My impression is that some common sense was lost too along the way. Remember the Rule of the Least Power, anyone?

    Good Practice: Use the least powerful language suitable for expressing information, constraints or programs on the World Wide Web.[0]
[0]: https://www.w3.org/2001/tag/doc/leastPower.html


This is exactly why I love HTMX [1] in combination with PicoCSS[2]. HTMX is just the regular html elements with ajax extensions built into the tags (it is a js library currently but they plan on lobbying to have these as default functionalities with HTML in the future) and picoCSS also works without classes so you are "trained" to use the semantic tags for the page to be rendered beautifully

[1] https://htmx.org/

[2] https://picocss.com/


What I don’t like about htmx is that you have html spread over two very different places - front end and backend. On the backend side you might not even have syntax highlighting.

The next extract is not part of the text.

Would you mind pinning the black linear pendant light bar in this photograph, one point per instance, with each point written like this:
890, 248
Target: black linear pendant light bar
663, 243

If you use the principle of least power to make fundamental architectural decisions, you'll get stuck, very soon and very often when the requirements change.

People used to understand that too. But limited functionality frameworks became too enticing to ignore as a user (of the framework), and to sell as a developer. That lead the way into the stuff we have today, that are extendable limited functionality frameworks where the amount of functionality is so large that one hopes never to exceed it.


It's not that common sense gets lost, I think what happens is the lessons keep getting forgotten as the new generation enter the fold, and reinvent old concepts ("everything old is new again").

As an industry we don't do a great job of persisting lessons learned. Not sure how we could, I've got no answers, just an observation of what happens.